2.5 after resting culture, transferring the embryonic callus into a screening culture medium containing bialaphos, carrying out dark culture at 28 ℃, and carrying out subculture once every two weeks until resistant callus is screened out;
2.6 transferring the resistant callus to a differentiation culture medium, regenerating plants, and then hardening and transplanting seedlings; 4 successfully transformed transformation events (1-4, 1-39, 26-12 and 29-5) were obtained, and transgenic maize seeds were harvested.
And when the transgenic seedlings of the transgenic corn seeds transplanted into the field grow to 7-8 leaves, taking the leaves to extract DNA, and detecting by adopting a PCR technology.
Gene expression level analysis of transgenic maize plants
The 4 successfully transformed transformation events (1-4, 1-39, 26-12 and 29-5) are respectively 5 plants, and the leaves of 5cm of the sixth leaf apex of the six-leaf first-heart-stage corn are respectively adopted to extract the total RNA, and the detailed operation steps are as follows:
1. quickly grinding a proper amount of plant tissues in liquid nitrogen into powder, putting the powder into a centrifuge tube, adding a corresponding amount of BB6 solution (each 1mL of BB6, 10 mu L of beta-mercaptoethanol is added, the existing preparation is used), vortexing, violently shaking, mixing uniformly, and incubating for 3 minutes at room temperature;
2. then centrifuging at 12000 Xg for 2-5 min, carefully sucking the supernatant from the centrifuge tube into the centrifuge tube of RNase-free, adding 0.5 times volume of anhydrous ethanol into the supernatant, mixing to obtain a mixed solution (at this time, precipitation may occur), vortexing thoroughly, and dispersing the precipitation.
3. The mixed solution obtained in step 2 and the precipitate were put together into a centrifugal column, centrifuged at 12000 Xg for 30 seconds, and the effluent was discarded.
4. 500. mu.L of CB6 solution was added to the centrifugal column obtained in step 3, and centrifuged at 12000 Xg at room temperature for 30 seconds, and the effluent was discarded.
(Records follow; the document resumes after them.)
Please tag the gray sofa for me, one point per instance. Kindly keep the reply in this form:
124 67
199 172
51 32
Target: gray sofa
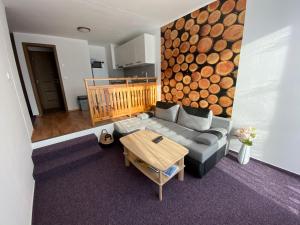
202 157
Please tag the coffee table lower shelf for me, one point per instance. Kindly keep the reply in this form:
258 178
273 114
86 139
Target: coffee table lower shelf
157 177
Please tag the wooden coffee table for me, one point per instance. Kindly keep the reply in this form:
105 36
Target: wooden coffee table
143 153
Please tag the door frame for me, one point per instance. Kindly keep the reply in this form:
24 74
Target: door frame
32 76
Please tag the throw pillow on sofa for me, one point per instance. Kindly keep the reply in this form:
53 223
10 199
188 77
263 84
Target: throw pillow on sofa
195 118
166 111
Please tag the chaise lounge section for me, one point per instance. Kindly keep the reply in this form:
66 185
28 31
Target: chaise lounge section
174 122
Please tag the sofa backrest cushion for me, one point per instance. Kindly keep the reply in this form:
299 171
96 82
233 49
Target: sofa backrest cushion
166 111
195 118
If the genome DNA is required to be removed, adding 80 mu L of DNase I working solution into the center of the centrifugal column, and standing for 15 minutes at room temperature; this step was repeated once. (preparation of DNase I working solution: 70. mu.L Reaction Buffer was put into RNase-free tube, 30U DNase I was added and mixed)
5. Adding 500 μ L WB6 into the centrifugal column (before use, whether absolute ethanol is added is checked), centrifuging at 12000 × g for 30s, and discarding the effluent; repeating the steps once;
6. the column was centrifuged at 12000 Xg for 2 minutes to completely remove the residual ethanol.
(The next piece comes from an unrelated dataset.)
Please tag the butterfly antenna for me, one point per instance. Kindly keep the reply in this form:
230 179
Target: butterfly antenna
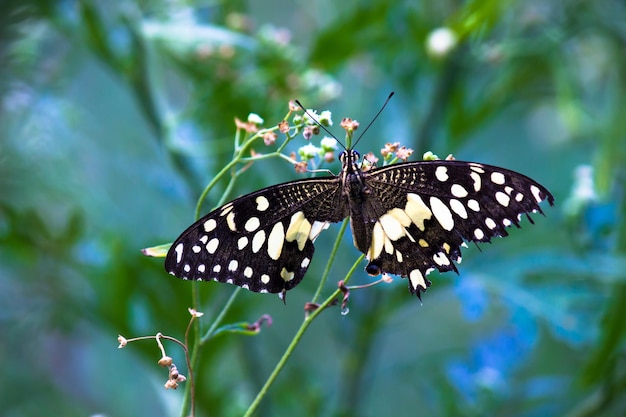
318 123
374 119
7. Then, 200. mu.L (30-300. mu.L) of RNase-free water was added to the center of the column and left to stand at room temperature for 1 minute.
8. The RNA was eluted by centrifugation at 12000 Xg for 2 minutes at room temperature.
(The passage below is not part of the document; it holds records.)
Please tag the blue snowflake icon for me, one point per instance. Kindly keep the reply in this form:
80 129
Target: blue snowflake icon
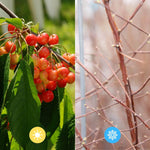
112 135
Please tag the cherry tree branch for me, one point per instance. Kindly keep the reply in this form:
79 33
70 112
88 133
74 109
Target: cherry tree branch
13 15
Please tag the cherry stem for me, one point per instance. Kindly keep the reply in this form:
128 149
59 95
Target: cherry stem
13 15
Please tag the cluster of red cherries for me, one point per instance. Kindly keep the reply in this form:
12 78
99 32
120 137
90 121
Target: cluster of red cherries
49 73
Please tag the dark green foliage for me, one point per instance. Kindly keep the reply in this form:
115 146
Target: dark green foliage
50 116
4 76
23 104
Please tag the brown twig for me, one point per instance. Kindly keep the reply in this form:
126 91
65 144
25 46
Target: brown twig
116 34
80 137
112 96
134 13
145 83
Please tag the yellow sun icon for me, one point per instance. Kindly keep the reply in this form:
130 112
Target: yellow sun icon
37 135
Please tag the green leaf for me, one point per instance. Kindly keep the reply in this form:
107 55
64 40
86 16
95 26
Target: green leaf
23 104
4 76
68 108
2 20
66 139
50 116
17 22
4 140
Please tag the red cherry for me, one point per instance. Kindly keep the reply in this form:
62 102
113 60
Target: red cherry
66 57
62 72
70 78
3 51
58 65
31 39
37 81
51 85
43 38
72 59
52 75
12 67
44 52
40 97
43 64
36 72
8 127
43 75
11 29
47 96
14 58
53 39
10 46
35 59
62 83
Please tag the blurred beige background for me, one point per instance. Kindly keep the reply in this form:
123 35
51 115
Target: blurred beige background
97 33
9. The RNA was stored at-80 ℃ or used in subsequent experiments.
And carrying out reverse transcription on the obtained RNA to form cDNA, carrying out qRT-PCR by taking the receptor material HiII as a control, and analyzing the expression level of the ZmCOL3 gene in different transgenic corn strains. The detection is carried out by using a cDNA reverse transcription kit, wherein a reverse transcription system is shown in Table 1, an qPT-PCR system is shown in Table 2, and a PCR primer sequence is shown in Table 3.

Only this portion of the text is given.